Does anyone use the rulers provided by the applications like Word? How would you design the ruler to make it better? I personally don't use them because I think they are useless, maybe it's because I don't understand (how to use) them though.
I think those rulers are a poor UI concept in applications such as word processing. They attempt to emulate the typewriter. Unfortunately a word processor is not a typewriter. IMO a rulers usefulness comes from it's ability to place things precisely and also measure the same object.
On the other hand, the ability to use drag-and-drop to set the various indents, tab stops, and column-widths is a nice feature. Even if you're a style junkie, having the visual/interactive tools can save a lot of time in the early stages of defining styles.
I use rulers in Word all the time to set the margin and tabs. It's very effective.
If you've ever actually used a typewriter, you might find the ruler intuitive.
I really like the rulers in MS Word. As others have stated, setting tabs as well as being able to manage left, right and hanging indents very effectively. It's an example of a real world metaphor that does work (these are, admittedly, few and far between. :-) )
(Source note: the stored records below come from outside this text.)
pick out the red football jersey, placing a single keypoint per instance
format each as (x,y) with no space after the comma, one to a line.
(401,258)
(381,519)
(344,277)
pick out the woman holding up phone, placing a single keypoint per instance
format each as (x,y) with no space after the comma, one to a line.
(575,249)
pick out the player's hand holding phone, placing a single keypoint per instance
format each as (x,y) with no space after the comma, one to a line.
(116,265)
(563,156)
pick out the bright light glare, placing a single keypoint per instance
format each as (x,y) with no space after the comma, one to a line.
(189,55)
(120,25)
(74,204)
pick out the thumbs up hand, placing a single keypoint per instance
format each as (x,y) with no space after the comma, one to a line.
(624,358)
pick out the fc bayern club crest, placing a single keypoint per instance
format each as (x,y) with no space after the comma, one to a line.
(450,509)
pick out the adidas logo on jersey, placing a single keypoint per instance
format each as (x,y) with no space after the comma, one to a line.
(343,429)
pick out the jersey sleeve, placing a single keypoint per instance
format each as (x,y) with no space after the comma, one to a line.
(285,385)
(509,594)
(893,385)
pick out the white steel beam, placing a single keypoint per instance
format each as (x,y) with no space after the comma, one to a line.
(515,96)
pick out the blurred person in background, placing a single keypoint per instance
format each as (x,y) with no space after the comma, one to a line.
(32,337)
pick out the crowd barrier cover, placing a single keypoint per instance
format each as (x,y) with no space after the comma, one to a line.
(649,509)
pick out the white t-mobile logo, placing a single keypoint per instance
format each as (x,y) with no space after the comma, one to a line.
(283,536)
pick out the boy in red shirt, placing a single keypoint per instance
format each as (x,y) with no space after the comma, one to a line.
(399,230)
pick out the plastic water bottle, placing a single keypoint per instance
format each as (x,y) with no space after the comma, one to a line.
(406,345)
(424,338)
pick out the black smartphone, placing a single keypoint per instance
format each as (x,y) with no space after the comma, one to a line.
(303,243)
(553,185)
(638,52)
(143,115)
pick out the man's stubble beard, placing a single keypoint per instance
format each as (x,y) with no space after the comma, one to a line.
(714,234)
I used to use the Rulers, but now that I've become used to using Styles I'm finding that when I go back to older documents and start to make changes I'm frustrated by them.
I've written rulers for a report editor app, and I did NOT make fields drag with the ruler. It used to annoy me that rulers crystal reports were very hit and miss as to what objects were attached to what ruler (or I ended moving more than I meant to).
>> " It's 15 twips 'cos normal windows video drivers set the screen res to 96dpi so 15 twips is 2 pixels at 100% zoom. (72*20/96)"
I should say about 30 twips for 2 dots on that particular device. A printer normally has much higher resolution thus more dots per inch than a display device.
I think they'd be better if you could customize what values they snap to when you're dragging. Then dragging could be easier because you'd have a potentially bigger target.